The Third-Party Impact on American Politics

collage of men From left, Ross Perot, Strom Thurmond, Theodore Roosevelt, Robert LaFollete and Ralph Nader.

From left, former third-party presidential candidates Ross Perot, Eugene Debs, Theodore Roosevelt, Robert LaFollete and Ralph Nader.

It’s rare that third-party outsiders can make an impact on the national political stage in the United States – but not unprecedented.

Under the rules of the Commission on Presidential Debates, presidential candidates must earn the support of at least 15 percent of voters in national polls in order to join the televised debates; recent reports suggest that Libertarian Party candidate Gary Johnson may be getting close. With less than two months to go until the first debate, he is hitting between 8 and 11 percent in various national polls – still well behind the nominees of the Democratic and Republican parties, but enough to make an impact on the outcome.

Barbara Perry, the director of presidential studies at the University of Virginia’s Miller Center and co-chair of the center’s Presidential Oral History program, recently discussed the impact third parties have had over the years and how they might affect the 2016 election.

Barbara Perry is the director of presidential studies at the University of Virginia’s Miller Center and co-chair of the Presidential Oral History program.

Barbara Perry is the director of presidential studies at the University of Virginia’s Miller Center and co-chair of the Presidential Oral History program. (Photo by Amber Reichert)

“The very fact that our electoral system is a winner-take-all system discourages third parties,” she said. “So almost as soon as a splinter group goes off and plans their own platform, one of the major parties, or sometimes both, try to bring those people in. The big parties are like amoebas trying to go around the fringe groups and fold them in.”
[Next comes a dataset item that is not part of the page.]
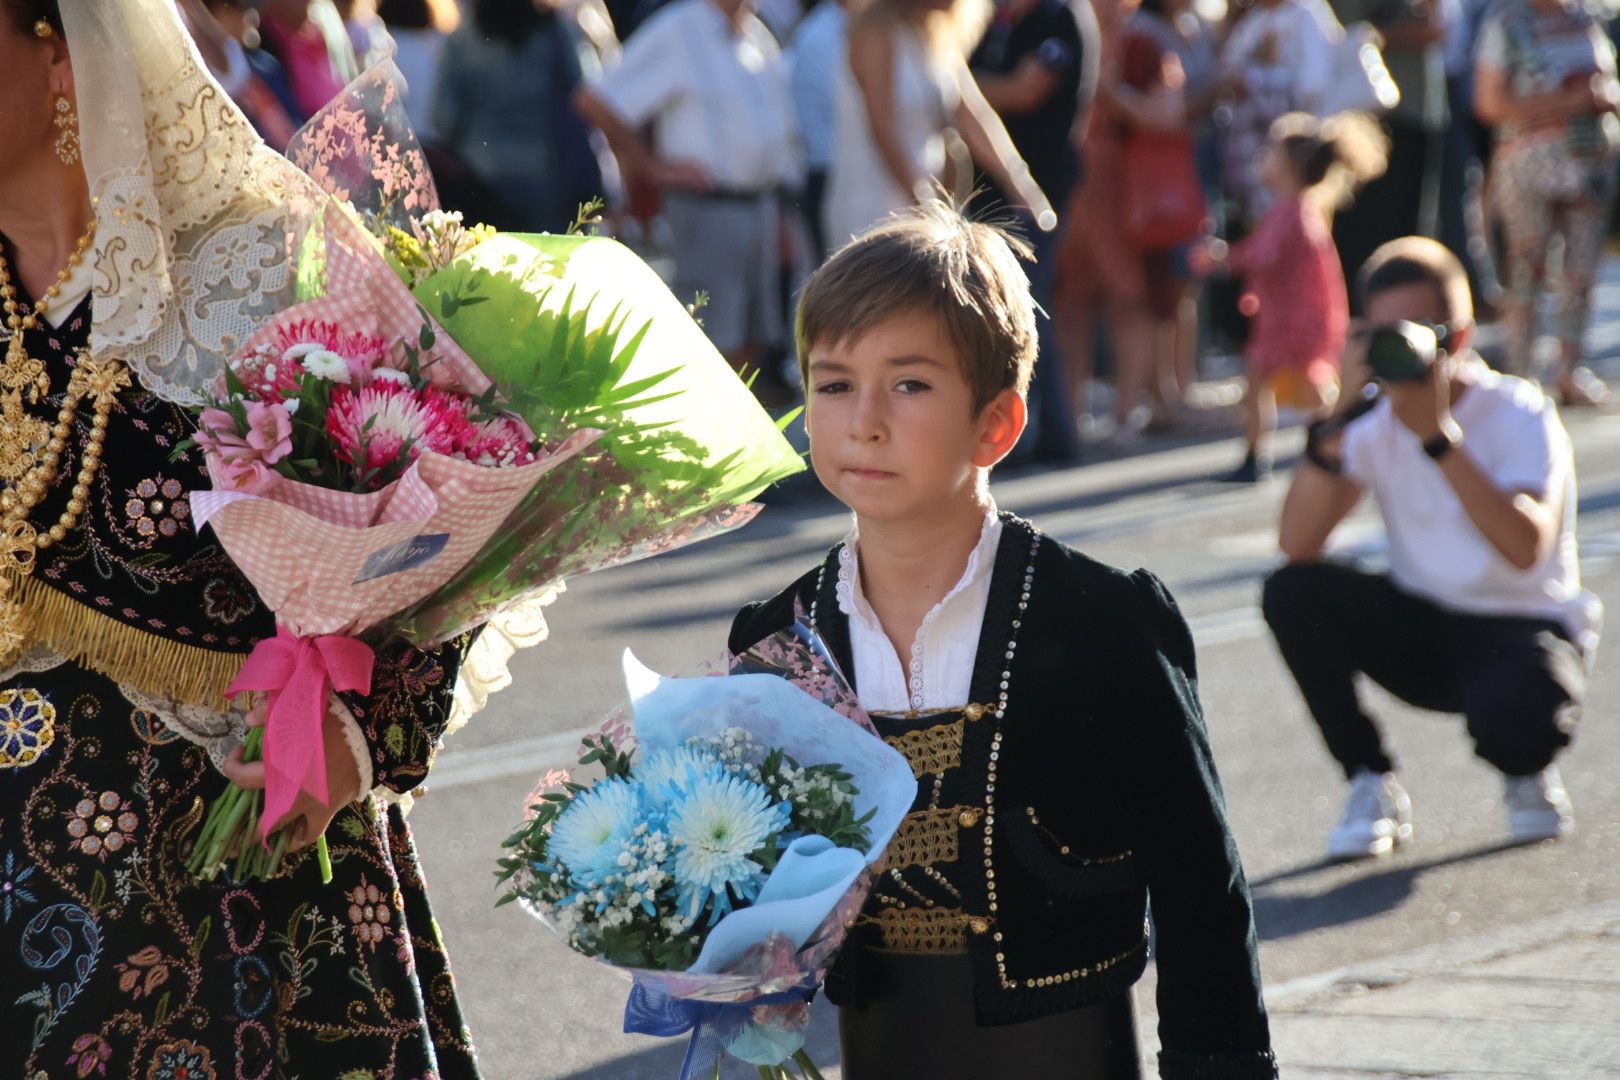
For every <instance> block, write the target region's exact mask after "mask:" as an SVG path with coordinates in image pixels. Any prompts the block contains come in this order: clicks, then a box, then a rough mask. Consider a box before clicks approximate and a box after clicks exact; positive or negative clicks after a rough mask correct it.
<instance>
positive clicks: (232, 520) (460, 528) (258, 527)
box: [191, 431, 601, 636]
mask: <svg viewBox="0 0 1620 1080" xmlns="http://www.w3.org/2000/svg"><path fill="white" fill-rule="evenodd" d="M598 437H601V432H598V431H580V432H575V434H573V436H570V437H569V439H567V440H565V442H564V444H562V445H561V447H557V450H554V452H551V453H548V455H546V457H543V458H539V460H538V461H533V463H530V465H522V466H515V468H488V466H483V465H473V463H471V461H462V460H457V458H449V457H444V455H441V453H423V455H421V457H420V458H418V460H416V461H415V463H413V465H411V466H410V468H408V470H407V471H405V474H403V476H400V478H399V479H397V481H394V483H392V484H389V486H387V487H382V489H381V491H373V492H364V494H356V492H345V491H332V489H329V487H318V486H314V484H303V483H298V481H292V479H287V478H283V476H272V479H271V483H269V484H267V486H266V487H264V489H262V491H259V492H258V494H246V492H238V491H220V489H219V487H220V486H222V478H220V474H219V463H217V461H215V460H214V458H212V455H211V457H209V461H207V466H209V476H211V478H212V479H214V483H215V489H214V491H199V492H193V495H191V512H193V515H194V518H196V526H198V528H199V529H201V528H203V526H204V525H211V526H212V528H214V534H215V536H219V541H220V544H224V546H225V551H227V552H228V554H230V559H232V562H235V563H237V567H240V568H241V572H243V575H246V578H248V581H251V583H253V588H254V589H258V593H259V597H261V599H262V601H264V604H266V607H269V609H271V610H272V612H275V622H277V623H279V625H280V627H285V628H287V630H290V631H293V633H296V635H298V636H316V635H358V633H361V631H364V630H369V628H373V627H376V625H377V623H381V622H384V620H386V619H387V617H389V615H394V614H397V612H400V610H403V609H407V607H410V606H411V604H415V602H418V601H421V599H424V597H428V596H433V593H434V591H436V589H437V588H439V586H442V585H444V583H445V581H449V580H450V576H454V575H455V572H457V570H460V568H462V567H465V565H467V563H468V562H470V560H471V559H473V557H475V555H476V554H478V552H480V551H481V549H483V546H484V544H486V542H489V538H491V536H492V534H494V531H496V529H497V528H499V526H501V525H502V523H504V521H505V520H507V517H509V515H510V513H512V512H514V510H515V508H517V505H518V504H520V502H522V500H523V497H525V495H527V494H528V492H530V491H531V489H533V487H535V484H538V483H539V479H541V478H543V476H544V474H546V473H549V471H551V470H552V468H556V466H559V465H562V463H564V461H569V460H570V458H573V457H575V455H577V453H578V452H580V450H583V449H585V447H588V445H591V444H593V442H595V440H596V439H598ZM539 585H544V583H543V581H536V586H539Z"/></svg>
Americans have already seen this once in 2016, as the Democratic Party has stretched to include many far-left-leaning Bernie Sanders supporters. It’s when the major parties are unwilling or unable to accept these differing viewpoints that third-party candidates step forward. Often their campaigns barely register on the national radar, but there are a few examples of times when they’ve captured just enough of the American electorate to make a difference.
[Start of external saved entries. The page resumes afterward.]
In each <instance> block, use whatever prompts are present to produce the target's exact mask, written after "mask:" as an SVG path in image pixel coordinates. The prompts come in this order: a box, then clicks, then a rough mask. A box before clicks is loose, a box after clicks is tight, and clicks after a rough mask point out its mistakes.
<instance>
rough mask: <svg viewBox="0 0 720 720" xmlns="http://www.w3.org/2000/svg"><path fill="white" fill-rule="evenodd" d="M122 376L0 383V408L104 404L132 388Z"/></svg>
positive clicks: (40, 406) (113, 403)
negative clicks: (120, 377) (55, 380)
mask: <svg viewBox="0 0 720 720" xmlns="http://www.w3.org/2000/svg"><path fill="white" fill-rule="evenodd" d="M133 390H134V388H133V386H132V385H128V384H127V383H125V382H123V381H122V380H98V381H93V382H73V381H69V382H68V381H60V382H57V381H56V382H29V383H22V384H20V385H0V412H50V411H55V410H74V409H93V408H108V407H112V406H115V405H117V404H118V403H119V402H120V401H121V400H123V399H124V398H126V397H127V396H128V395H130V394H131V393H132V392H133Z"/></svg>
Theodore Roosevelt is the most successful third-party candidate in American history. After serving as president from 1901 to 1909 – first assuming office after the assassination of William McKinley and then winning the general election in 1904 – Roosevelt left the Republican Party to run again in 1912 and promote a more progressive platform through his Bull Moose Party.

He earned 27 percent of the vote, effectively splitting Republican voters between himself and sitting president William Howard Taft.

“That’s the most votes a third-party candidate has ever achieved,” Perry said. “It was pretty amazing, but it also splintered the Republican Party, causing [Democrat] Woodrow Wilson to win the election of 1912.”

The other two top third-party vote-earners of the 20th century are Robert Lafollete, who represented the Progressive Party in 1924, and Ross Perot, who ran as an independent in 1992. Lafollete took 17 percent of the popular vote, to the detriment of the Democratic Party, and Ross Perot hurt the Republicans with the 19 percent he garnered.

Chart of presidential candidates and information about them.

Perry explained the Perot is likely the best modern example of an impactful third-party candidate because his singular focus on a balanced budget forced both Republicans and Democrats to address that issue.

“When he got almost 19 percent of the vote, both Republicans and Democrats came together and balanced the budget,” she said. “The success of his campaign was like a tip from the American people saying, ‘You better pay attention to this. If you don’t pay attention, then something worse is going to happen to you in the next election.’”

While candidates like Perot may have forced changes in party agendas, it takes a major cultural and political schism for a third party to rise to the top and restructure the system. That last happened in the 1850s, when the anti-slavery movement fueled the formation of the Republican Party.

“It took the cataclysm of the Civil War and the breaking apart of the country to rejigger the parties,” Perry said. “There was not an ability on the part of Democrats – who were pro-slavery, we should add – or the Whigs, who existed after the Federalists, to take this anti-slavery group under their tent. Instead, the Whig Party died and then before the Civil War, the Republican Party rises up to become the other major party alongside the Democrats.”

Still, even small third-party candidates with limited success can impact the national outcome if they capture just the right percentage of votes in the right states. For this reason, Perry said disaffected Republicans who are leaning toward Gary Johnson over controversial Republican nominee Donald Trump and Bernie Sanders supporters who are leaning toward Green Party candidate Jill Stein over Democratic nominee Hillary Clinton have to ask themselves an important question: “Are you willing to accept that your third party vote may help someone you utterly disagree with?”

Perry added that Johnson and Stein still have a long way to go before they are even considered contenders for the presidential debate stage and the powerful exposure it offers, but it’s not out of the realm of possibility. Stein will have to overcome poll numbers hovering below 6 percent, but most pollsters have Johnson at least halfway to the required 15 percent.

“History doesn’t favor outside candidates, but common wisdom also doesn’t seem to apply this election,” Perry said. “If there’s ever a time when third-party candidate might make it into the debates, it’s this year.”